Excited much? Hell yeah!

Wednesday 12 January 2011

Aborting due to gender


This week should have been about Crown Princess Mary and the births of her twins, a boy and a girl. A new brother and sister for Mary's two older children and a new prince and princess for the people of Denmark (and lets face it, for the people of Australia). 


But the week was overshadowed by another twin story that had us all disturbed. The media reported on Sunday about a Victorian couple who aborted their IVF pregnancy when they discovered they were carrying twin boys, all because they wanted a girl. 

To be honest, this story made me sick. If this story was distressing for me, then it sure as hell must be distressing for every other couple out there dealing with infertility and miscarriage. It's a bit like a punch in the guts for anyone desperate to have children.


The anonymous couple have three sons, all born naturally. What a blessing that is! The mother also gave birth to a 4th child, a daughter. However the little girl died shortly after childbirth.

Losing a loved one is hard enough, so I can’t imagine the pain of losing a child. It must rock you to your very core. But this couple needs help and they need it fast because their grief is causing them to make some very stupid and upsetting decisions. 

The couple desperately wanted another daughter and had no luck conceiving. They turned to IVF and achieved a twin pregnancy. This is something infertiles dream about.

But the minute they found out they were carrying boys, they aborted the twin pregnancy. Their reason? The couple don't want any more boys and believe they ‘deserve’ a girl.

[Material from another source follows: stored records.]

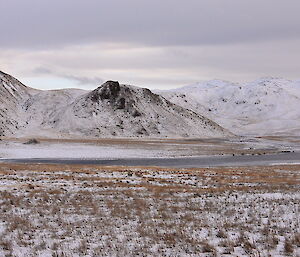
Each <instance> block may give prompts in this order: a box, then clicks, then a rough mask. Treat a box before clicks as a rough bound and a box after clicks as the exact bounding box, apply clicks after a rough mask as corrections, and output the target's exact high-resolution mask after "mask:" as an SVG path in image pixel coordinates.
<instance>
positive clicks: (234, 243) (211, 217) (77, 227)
mask: <svg viewBox="0 0 300 257" xmlns="http://www.w3.org/2000/svg"><path fill="white" fill-rule="evenodd" d="M299 180H300V165H281V166H268V167H238V168H229V167H228V168H221V167H220V168H209V169H208V168H201V169H163V168H155V167H152V168H151V167H135V168H132V167H103V166H102V167H101V166H93V165H84V166H80V165H73V166H72V165H49V164H48V165H42V164H5V163H2V164H0V183H1V184H0V195H1V196H0V256H72V257H73V256H74V257H75V256H299V255H300V226H299V222H300V213H299V211H300V210H299V207H300V184H299V182H300V181H299Z"/></svg>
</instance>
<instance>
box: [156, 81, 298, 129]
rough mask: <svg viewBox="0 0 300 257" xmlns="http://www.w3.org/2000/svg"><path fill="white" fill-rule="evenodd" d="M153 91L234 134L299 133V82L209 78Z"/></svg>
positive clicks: (297, 81) (288, 81)
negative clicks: (177, 88)
mask: <svg viewBox="0 0 300 257" xmlns="http://www.w3.org/2000/svg"><path fill="white" fill-rule="evenodd" d="M157 93H159V94H161V95H162V96H164V97H166V98H167V99H168V100H170V101H171V102H174V103H176V104H178V105H180V106H183V107H184V108H188V109H191V110H193V111H195V112H197V113H199V114H201V115H204V116H206V117H208V118H210V119H212V120H214V121H215V122H217V123H218V124H220V125H221V126H223V127H225V128H227V129H228V130H230V131H231V132H233V133H236V134H238V135H271V134H273V135H300V111H299V106H300V82H299V81H290V80H285V79H279V78H262V79H259V80H256V81H253V82H251V83H245V84H237V83H231V82H228V81H221V80H212V81H207V82H199V83H197V84H194V85H189V86H185V87H182V88H178V89H172V90H167V91H157Z"/></svg>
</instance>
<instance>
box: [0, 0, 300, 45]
mask: <svg viewBox="0 0 300 257" xmlns="http://www.w3.org/2000/svg"><path fill="white" fill-rule="evenodd" d="M0 4H1V9H2V12H1V16H0V31H1V39H0V47H1V48H7V47H20V48H24V47H27V48H37V47H38V48H44V49H46V48H49V47H58V46H66V45H70V44H82V43H93V42H129V43H132V44H141V45H156V46H161V45H203V44H227V43H238V42H247V41H259V40H271V39H278V38H282V37H286V38H298V37H300V19H299V13H298V12H299V9H300V1H299V0H285V1H281V0H263V1H261V0H226V1H225V0H221V1H220V0H209V1H208V0H186V1H181V0H177V1H174V0H164V1H161V0H151V1H149V0H126V1H124V0H110V1H108V0H101V1H99V0H85V1H83V0H76V1H74V0H64V1H61V0H52V1H47V0H41V1H37V0H26V1H19V0H10V1H7V0H0Z"/></svg>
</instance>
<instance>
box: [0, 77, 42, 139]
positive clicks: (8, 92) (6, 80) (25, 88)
mask: <svg viewBox="0 0 300 257" xmlns="http://www.w3.org/2000/svg"><path fill="white" fill-rule="evenodd" d="M36 92H37V90H35V89H32V88H29V87H26V86H25V85H23V84H22V83H21V82H20V81H18V80H17V79H15V78H14V77H12V76H10V75H8V74H6V73H4V72H1V71H0V136H1V135H4V134H12V133H13V132H14V131H16V130H18V129H20V126H22V124H23V123H24V115H23V112H22V102H23V101H24V100H26V99H28V98H30V97H31V96H32V95H34V94H35V93H36Z"/></svg>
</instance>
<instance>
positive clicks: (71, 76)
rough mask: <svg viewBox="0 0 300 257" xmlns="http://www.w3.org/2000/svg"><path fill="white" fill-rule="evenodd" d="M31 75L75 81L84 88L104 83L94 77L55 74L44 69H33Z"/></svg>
mask: <svg viewBox="0 0 300 257" xmlns="http://www.w3.org/2000/svg"><path fill="white" fill-rule="evenodd" d="M32 73H33V74H36V75H52V76H54V77H61V78H65V79H69V80H72V81H75V82H76V83H77V84H78V85H79V86H85V85H94V86H98V85H100V84H102V83H103V82H104V81H103V79H102V78H99V77H95V76H92V77H87V76H76V75H70V74H64V73H61V72H55V71H53V70H51V69H48V68H45V67H38V68H35V69H34V70H32Z"/></svg>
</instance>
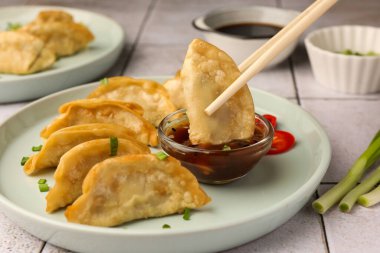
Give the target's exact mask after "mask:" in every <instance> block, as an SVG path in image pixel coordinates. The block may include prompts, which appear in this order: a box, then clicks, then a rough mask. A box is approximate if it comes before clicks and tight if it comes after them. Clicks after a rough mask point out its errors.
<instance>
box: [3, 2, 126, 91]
mask: <svg viewBox="0 0 380 253" xmlns="http://www.w3.org/2000/svg"><path fill="white" fill-rule="evenodd" d="M6 9H31V10H35V9H59V10H67V11H74V12H82V13H86V14H87V15H90V16H99V17H101V18H103V19H105V20H107V22H110V23H112V25H113V26H114V27H115V28H116V29H117V30H118V33H119V34H120V35H121V39H120V40H119V41H118V42H117V43H115V44H114V46H113V47H110V48H108V47H107V48H106V50H104V51H103V52H102V53H101V54H99V55H98V56H97V57H96V58H94V59H90V60H87V61H85V62H81V63H79V64H74V65H72V66H65V67H63V68H58V69H50V70H49V69H47V70H44V71H40V72H37V73H32V74H29V75H12V76H17V78H16V79H11V80H1V78H0V87H1V85H4V86H6V85H12V83H14V82H20V81H30V80H35V79H39V78H45V77H51V76H52V75H53V76H54V75H56V74H61V73H62V72H67V71H71V70H73V69H76V68H81V67H83V66H86V65H88V64H89V63H92V62H94V61H98V60H99V59H101V58H104V57H105V56H107V55H110V54H111V53H112V52H114V51H115V50H117V49H118V48H119V47H120V46H121V45H123V44H124V43H125V37H126V35H125V32H124V29H123V28H122V26H121V25H120V24H119V23H118V22H116V21H115V20H113V19H111V18H110V17H108V16H106V15H104V14H101V13H97V12H93V11H87V10H84V9H80V8H71V7H65V6H53V5H12V6H3V7H0V12H1V11H6ZM95 39H96V38H95ZM79 53H80V52H79ZM73 56H75V54H74V55H73ZM0 75H8V74H6V73H0ZM52 94H55V93H52ZM50 95H51V94H50Z"/></svg>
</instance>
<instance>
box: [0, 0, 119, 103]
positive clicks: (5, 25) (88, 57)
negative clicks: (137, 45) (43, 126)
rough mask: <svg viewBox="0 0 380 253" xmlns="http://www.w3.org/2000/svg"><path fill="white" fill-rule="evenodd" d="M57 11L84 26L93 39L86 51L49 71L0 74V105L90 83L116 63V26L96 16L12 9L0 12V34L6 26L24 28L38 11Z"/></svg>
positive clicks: (41, 96)
mask: <svg viewBox="0 0 380 253" xmlns="http://www.w3.org/2000/svg"><path fill="white" fill-rule="evenodd" d="M45 9H60V10H64V11H67V12H69V13H70V14H72V15H73V17H74V19H75V21H76V22H82V23H83V24H85V25H86V26H87V27H89V29H90V30H91V32H92V33H93V34H94V36H95V40H94V41H92V42H91V43H90V44H89V46H88V48H87V49H85V50H83V51H81V52H79V53H77V54H75V55H73V56H68V57H64V58H61V59H59V60H58V61H57V62H55V64H54V65H53V67H52V68H50V69H48V70H45V71H42V72H38V73H35V74H30V75H7V74H0V90H1V92H0V103H7V102H15V101H24V100H30V99H35V98H38V97H42V96H45V95H47V94H50V93H53V92H56V91H59V90H63V89H66V88H69V87H72V86H74V85H78V84H83V83H86V82H89V81H91V80H94V79H95V78H96V77H100V76H101V75H102V74H104V73H105V72H106V71H107V70H108V69H109V68H110V67H112V65H113V64H114V63H115V61H116V60H117V58H118V56H119V54H120V52H121V50H122V48H123V42H124V32H123V29H122V28H121V26H120V25H119V24H117V23H116V22H115V21H113V20H111V19H110V18H108V17H105V16H103V15H100V14H96V13H93V12H88V11H84V10H78V9H72V8H65V7H58V6H13V7H2V8H0V30H5V29H6V26H7V23H20V24H26V23H28V22H30V21H32V20H33V19H34V18H35V17H36V16H37V14H38V13H39V12H40V11H41V10H45Z"/></svg>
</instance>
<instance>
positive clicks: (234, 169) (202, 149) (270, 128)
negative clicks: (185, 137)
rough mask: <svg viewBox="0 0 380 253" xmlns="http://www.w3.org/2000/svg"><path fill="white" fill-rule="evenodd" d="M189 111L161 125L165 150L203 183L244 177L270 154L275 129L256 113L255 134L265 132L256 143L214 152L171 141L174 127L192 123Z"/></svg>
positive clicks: (170, 117)
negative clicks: (188, 111)
mask: <svg viewBox="0 0 380 253" xmlns="http://www.w3.org/2000/svg"><path fill="white" fill-rule="evenodd" d="M185 112H186V110H185V109H182V110H179V111H176V112H173V113H171V114H169V115H168V116H166V117H165V118H164V119H163V120H162V121H161V123H160V125H159V126H158V138H159V140H160V144H161V148H162V149H163V150H164V151H165V152H166V153H167V154H169V155H170V156H172V157H174V158H176V159H178V160H179V161H181V164H182V166H184V167H186V168H187V169H189V170H190V171H191V172H192V173H193V174H194V175H195V177H196V178H197V179H198V181H199V182H202V183H206V184H225V183H229V182H232V181H234V180H237V179H239V178H241V177H244V176H245V175H246V174H247V173H248V172H249V171H250V170H251V169H252V168H253V167H254V166H255V165H256V164H257V163H258V162H259V160H260V159H261V158H262V157H263V156H264V155H265V154H266V153H267V152H268V150H269V149H270V147H271V144H272V140H273V132H274V130H273V127H272V125H271V124H270V123H269V122H268V121H267V120H266V119H265V118H264V117H262V116H261V115H259V114H255V120H256V127H255V132H256V131H260V133H262V136H261V138H260V139H259V140H258V141H257V142H256V143H253V144H250V145H248V146H245V147H242V148H234V149H231V150H220V149H219V150H210V149H202V148H198V147H189V146H186V145H183V144H180V143H178V142H175V141H174V140H173V139H171V138H169V137H168V135H169V134H170V133H171V132H172V128H175V127H177V126H181V125H184V124H185V123H188V118H187V115H186V113H185Z"/></svg>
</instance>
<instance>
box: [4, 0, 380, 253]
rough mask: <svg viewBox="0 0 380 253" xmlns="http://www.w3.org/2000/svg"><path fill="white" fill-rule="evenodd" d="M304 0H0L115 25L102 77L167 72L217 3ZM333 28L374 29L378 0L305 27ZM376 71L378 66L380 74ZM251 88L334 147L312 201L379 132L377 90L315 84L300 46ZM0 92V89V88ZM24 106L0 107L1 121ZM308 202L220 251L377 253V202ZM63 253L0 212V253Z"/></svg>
mask: <svg viewBox="0 0 380 253" xmlns="http://www.w3.org/2000/svg"><path fill="white" fill-rule="evenodd" d="M311 2H312V1H311V0H235V1H231V0H130V1H127V0H125V1H123V0H112V1H110V0H108V1H104V0H80V1H79V0H50V1H49V0H0V7H1V6H10V5H20V4H27V5H57V6H68V7H73V8H82V9H87V10H90V11H94V12H99V13H102V14H105V15H107V16H110V17H112V18H113V19H115V20H116V21H117V22H119V23H120V24H121V25H122V26H123V28H124V30H125V32H126V34H127V39H126V42H125V47H124V50H123V52H122V54H121V56H120V58H119V60H118V62H117V63H116V64H115V66H114V67H113V68H112V69H111V70H110V71H109V73H108V74H107V76H114V75H132V76H144V75H173V74H174V73H175V72H176V70H177V69H179V68H180V66H181V63H182V60H183V57H184V54H185V51H186V47H187V44H188V43H189V42H190V40H191V39H192V38H195V37H201V34H200V33H199V32H197V31H195V30H194V29H193V28H192V27H191V25H190V23H191V20H192V19H193V18H194V17H197V16H199V15H202V14H203V13H205V12H207V11H208V10H211V9H214V8H217V7H220V6H236V5H253V4H258V5H267V6H277V7H282V8H288V9H296V10H302V9H303V8H305V7H306V6H307V5H308V4H310V3H311ZM337 24H339V25H340V24H362V25H372V26H380V1H379V0H363V1H358V0H342V1H340V2H339V3H338V4H337V5H336V6H335V7H334V8H333V9H332V10H331V11H330V12H329V13H328V14H326V15H325V16H324V17H323V18H322V19H321V20H319V21H318V22H317V23H316V24H314V25H313V27H312V28H310V29H309V30H308V32H310V31H311V30H313V29H316V28H318V27H323V26H331V25H337ZM379 71H380V69H379ZM250 85H252V86H254V87H257V88H260V89H263V90H266V91H269V92H271V93H274V94H277V95H280V96H283V97H286V98H289V99H290V100H292V101H293V102H295V103H298V104H299V105H300V106H302V107H303V108H304V109H305V110H307V111H309V112H310V113H311V114H313V115H314V116H315V117H316V118H318V120H319V121H320V123H321V124H322V126H323V127H324V128H325V129H326V131H327V133H328V135H329V138H330V141H331V144H332V149H333V154H332V161H331V164H330V167H329V169H328V172H327V173H326V175H325V177H324V179H323V180H322V182H321V186H320V187H319V189H318V191H317V192H316V194H315V196H317V195H318V194H321V193H323V192H324V191H325V190H326V188H329V187H331V186H332V185H334V184H335V183H336V182H337V180H339V179H340V178H341V177H342V176H343V174H344V173H345V171H346V170H347V168H349V166H350V165H351V164H352V162H353V161H354V160H355V158H356V157H357V156H358V155H359V154H360V153H361V151H363V150H364V148H365V147H366V145H367V144H368V143H369V141H370V139H371V138H372V136H373V134H374V133H375V132H376V131H377V130H378V129H379V128H380V93H377V94H372V95H363V96H355V95H346V94H340V93H337V92H334V91H331V90H328V89H326V88H324V87H322V86H320V85H319V84H318V83H317V82H316V81H315V79H314V77H313V75H312V72H311V69H310V64H309V62H308V58H307V55H306V51H305V48H304V46H303V43H302V41H300V43H299V46H298V48H297V50H296V51H295V53H294V54H293V55H292V56H291V58H290V59H289V60H288V61H286V62H284V63H283V64H281V65H280V66H277V67H275V68H273V69H269V70H266V71H264V72H262V73H260V74H259V75H258V76H257V77H256V78H255V79H254V80H252V81H251V82H250ZM0 92H1V91H0ZM26 104H27V102H23V103H11V104H0V122H3V121H4V120H6V118H7V117H9V116H10V115H12V114H13V113H15V112H16V111H17V110H19V109H20V108H21V107H22V106H24V105H26ZM315 196H313V197H312V199H311V200H310V202H309V203H308V204H307V205H306V206H305V207H304V208H303V209H302V210H301V211H300V212H299V213H298V214H296V215H295V216H294V217H293V218H291V219H290V220H289V221H288V222H287V223H285V224H284V225H282V226H281V227H279V228H278V229H277V230H275V231H273V232H272V233H269V234H267V235H265V236H263V237H262V238H259V239H257V240H255V241H252V242H250V243H248V244H246V245H242V246H240V247H237V248H234V249H230V250H227V251H225V252H226V253H248V252H300V253H301V252H302V253H303V252H331V253H340V252H344V253H346V252H358V253H375V252H380V240H379V239H378V238H379V236H380V205H378V206H375V207H373V208H371V209H365V208H360V207H359V208H355V209H354V211H353V212H352V213H350V214H343V213H340V212H339V211H337V210H334V209H333V210H332V211H331V212H328V213H327V214H325V215H324V216H321V215H318V214H316V213H314V212H313V210H312V208H311V206H310V203H311V201H312V200H313V199H315ZM3 252H36V253H38V252H42V253H52V252H62V253H65V252H68V251H67V250H65V249H60V248H57V247H55V246H54V245H51V244H49V243H48V242H44V241H41V240H39V239H38V238H36V237H34V236H33V235H30V234H28V233H27V232H25V231H24V230H23V229H22V228H20V227H18V226H17V225H15V224H14V223H13V222H12V221H10V220H9V219H8V218H7V217H6V216H5V215H4V214H3V213H2V211H1V209H0V253H3Z"/></svg>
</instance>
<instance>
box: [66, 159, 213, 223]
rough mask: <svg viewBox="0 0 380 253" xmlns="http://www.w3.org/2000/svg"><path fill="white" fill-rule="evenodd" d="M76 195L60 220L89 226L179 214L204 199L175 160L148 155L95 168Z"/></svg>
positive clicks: (191, 175) (114, 162)
mask: <svg viewBox="0 0 380 253" xmlns="http://www.w3.org/2000/svg"><path fill="white" fill-rule="evenodd" d="M82 191H83V194H82V195H81V196H80V197H79V198H78V199H77V200H76V201H75V202H74V203H73V205H71V206H69V207H68V208H67V209H66V212H65V216H66V218H67V220H68V221H70V222H75V223H81V224H87V225H95V226H116V225H119V224H122V223H125V222H128V221H131V220H136V219H143V218H148V217H160V216H164V215H169V214H174V213H180V212H182V211H183V210H184V209H185V208H186V207H187V208H200V207H202V206H203V205H205V204H207V203H208V202H209V201H210V198H209V197H208V196H207V195H206V193H205V192H204V191H203V190H202V189H201V187H200V186H199V184H198V181H197V180H196V178H195V177H194V175H193V174H191V172H189V171H188V170H187V169H186V168H184V167H182V166H181V163H180V162H179V161H178V160H176V159H174V158H172V157H169V158H167V159H165V160H159V159H158V158H157V157H156V156H155V155H151V154H148V155H126V156H120V157H115V158H109V159H107V160H104V161H103V162H100V163H98V164H96V165H95V166H94V167H93V168H92V169H91V170H90V171H89V173H88V174H87V176H86V178H85V180H84V182H83V186H82Z"/></svg>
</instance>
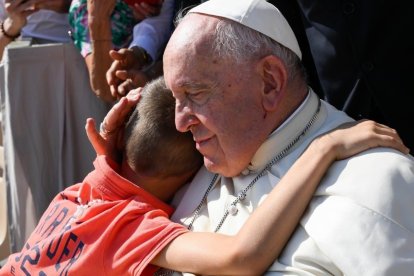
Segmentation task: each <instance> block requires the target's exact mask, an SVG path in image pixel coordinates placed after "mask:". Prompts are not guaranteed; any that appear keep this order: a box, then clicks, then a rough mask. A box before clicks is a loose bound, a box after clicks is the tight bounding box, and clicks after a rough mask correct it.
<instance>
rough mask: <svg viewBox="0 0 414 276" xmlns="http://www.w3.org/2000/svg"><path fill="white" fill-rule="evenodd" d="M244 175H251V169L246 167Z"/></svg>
mask: <svg viewBox="0 0 414 276" xmlns="http://www.w3.org/2000/svg"><path fill="white" fill-rule="evenodd" d="M241 173H242V175H249V174H250V170H249V169H244V170H242V172H241Z"/></svg>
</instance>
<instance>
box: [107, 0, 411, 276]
mask: <svg viewBox="0 0 414 276" xmlns="http://www.w3.org/2000/svg"><path fill="white" fill-rule="evenodd" d="M300 59H301V52H300V49H299V46H298V43H297V41H296V38H295V36H294V34H293V32H292V30H291V28H290V26H289V25H288V23H287V22H286V20H285V18H284V17H283V15H282V14H281V13H280V12H279V11H278V10H277V8H275V7H274V6H273V5H271V4H269V3H267V2H266V1H264V0H225V1H222V0H210V1H207V2H205V3H203V4H201V5H199V6H197V7H195V8H193V9H192V10H190V11H189V12H188V14H187V15H186V16H185V17H184V18H183V19H182V20H181V22H180V24H179V25H178V27H177V29H176V30H175V32H174V33H173V35H172V37H171V39H170V41H169V43H168V45H167V47H166V50H165V54H164V74H165V75H164V76H165V80H166V84H167V86H168V87H169V88H170V89H171V90H172V92H173V95H174V97H175V98H176V127H177V129H178V130H180V131H191V132H192V134H193V136H194V140H195V142H196V146H197V149H198V150H199V151H200V152H201V153H202V154H203V156H204V165H205V167H203V168H202V169H200V171H199V172H198V174H197V175H196V176H195V178H194V179H193V181H192V182H191V183H190V184H189V185H188V186H186V187H185V189H183V190H181V191H180V193H178V194H177V195H176V197H175V199H174V202H175V205H176V206H177V209H176V212H175V213H174V215H173V218H172V219H173V220H175V221H177V222H181V223H183V224H185V225H188V227H189V228H190V229H192V230H193V231H209V232H220V233H226V234H234V233H236V232H237V231H238V230H239V229H240V228H241V226H242V225H243V223H244V222H245V221H246V219H247V218H248V216H249V215H250V214H251V213H252V212H253V211H254V210H255V208H256V207H257V206H258V205H259V204H260V203H261V202H262V201H263V200H264V198H265V197H266V195H267V194H268V193H269V192H270V191H271V190H272V188H273V187H274V186H275V185H277V183H278V181H279V179H280V178H281V177H282V176H283V175H284V174H285V173H286V172H287V171H288V169H289V168H290V166H291V165H292V164H293V163H294V162H295V160H296V159H297V158H298V157H299V156H300V155H301V153H302V152H303V151H304V150H305V149H306V147H307V146H308V145H309V143H310V142H311V141H312V140H313V139H315V138H316V137H318V136H319V135H320V134H322V133H324V132H327V131H329V130H332V129H333V128H335V127H337V126H339V125H340V124H342V123H344V122H348V121H351V120H352V119H351V118H350V117H348V116H347V115H346V114H345V113H343V112H341V111H338V110H336V109H335V108H333V107H332V106H330V105H329V104H327V103H326V102H324V101H323V100H320V99H319V98H318V97H317V96H316V94H315V93H314V92H313V91H312V88H310V87H308V86H307V84H306V77H305V74H304V72H303V69H302V66H301V62H300ZM390 96H391V95H390ZM125 112H126V111H125ZM115 121H116V119H114V118H110V117H109V118H108V121H107V122H110V124H108V125H107V126H106V127H107V128H112V129H114V128H116V127H117V122H115ZM107 134H108V133H107ZM258 227H260V225H258ZM200 250H202V248H200ZM413 271H414V159H413V158H412V156H409V155H404V154H401V153H399V152H397V151H395V150H392V149H385V148H376V149H370V150H368V151H365V152H363V153H361V154H358V155H357V156H354V157H351V158H349V159H346V160H342V161H338V162H335V163H334V164H333V166H332V167H331V168H330V169H329V171H328V172H327V174H326V176H325V177H324V179H323V180H322V182H321V184H320V186H319V188H318V189H317V191H316V193H315V195H314V197H313V200H312V201H311V203H310V205H309V208H308V210H307V212H306V213H305V215H304V216H303V218H302V220H301V222H300V224H299V225H298V227H297V229H296V231H295V232H294V233H293V235H292V237H291V238H290V240H289V242H288V244H287V245H286V247H285V249H284V251H283V252H282V254H281V255H280V257H279V258H278V259H277V260H275V262H274V264H273V265H272V266H271V267H269V269H268V272H267V274H266V275H286V274H289V275H364V276H365V275H392V276H395V275H412V273H413Z"/></svg>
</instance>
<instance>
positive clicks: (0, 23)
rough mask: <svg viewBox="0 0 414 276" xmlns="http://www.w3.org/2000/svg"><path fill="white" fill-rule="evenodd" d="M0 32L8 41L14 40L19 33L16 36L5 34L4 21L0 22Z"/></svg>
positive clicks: (14, 35)
mask: <svg viewBox="0 0 414 276" xmlns="http://www.w3.org/2000/svg"><path fill="white" fill-rule="evenodd" d="M0 31H1V33H2V34H3V35H4V36H5V37H7V38H8V39H10V40H15V39H16V38H18V37H19V36H20V32H19V33H18V34H17V35H10V34H8V33H6V30H5V29H4V21H1V22H0Z"/></svg>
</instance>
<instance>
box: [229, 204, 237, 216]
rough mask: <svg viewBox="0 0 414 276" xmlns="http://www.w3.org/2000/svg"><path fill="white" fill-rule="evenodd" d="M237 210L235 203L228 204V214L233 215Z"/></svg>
mask: <svg viewBox="0 0 414 276" xmlns="http://www.w3.org/2000/svg"><path fill="white" fill-rule="evenodd" d="M238 211H239V210H238V209H237V207H236V205H230V207H229V213H230V215H232V216H235V215H237V212H238Z"/></svg>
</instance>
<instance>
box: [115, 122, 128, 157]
mask: <svg viewBox="0 0 414 276" xmlns="http://www.w3.org/2000/svg"><path fill="white" fill-rule="evenodd" d="M124 134H125V129H124V128H122V129H120V130H119V133H118V137H117V141H116V149H117V150H118V151H120V152H124V150H125V146H126V144H125V139H124V136H125V135H124Z"/></svg>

Some insane steps have since been taken in their quest for a daughter. The couple have gone to court and have demanded they deserve the right to choose the sex of their next child because they lost a daughter and they deserve a daughter. Sex selection in Australia is no long available for family balancing reason. However sex selection is still available to those families (like us) linked to genetic diseases.

But I just can’t my head around this. How could they terminate a twin pregnancy because of gender? I’m sorry Mr and Mrs Anon but you don’t deserve any more children in my opinion. Be thankful for the three ‘deserving’ sons you already have.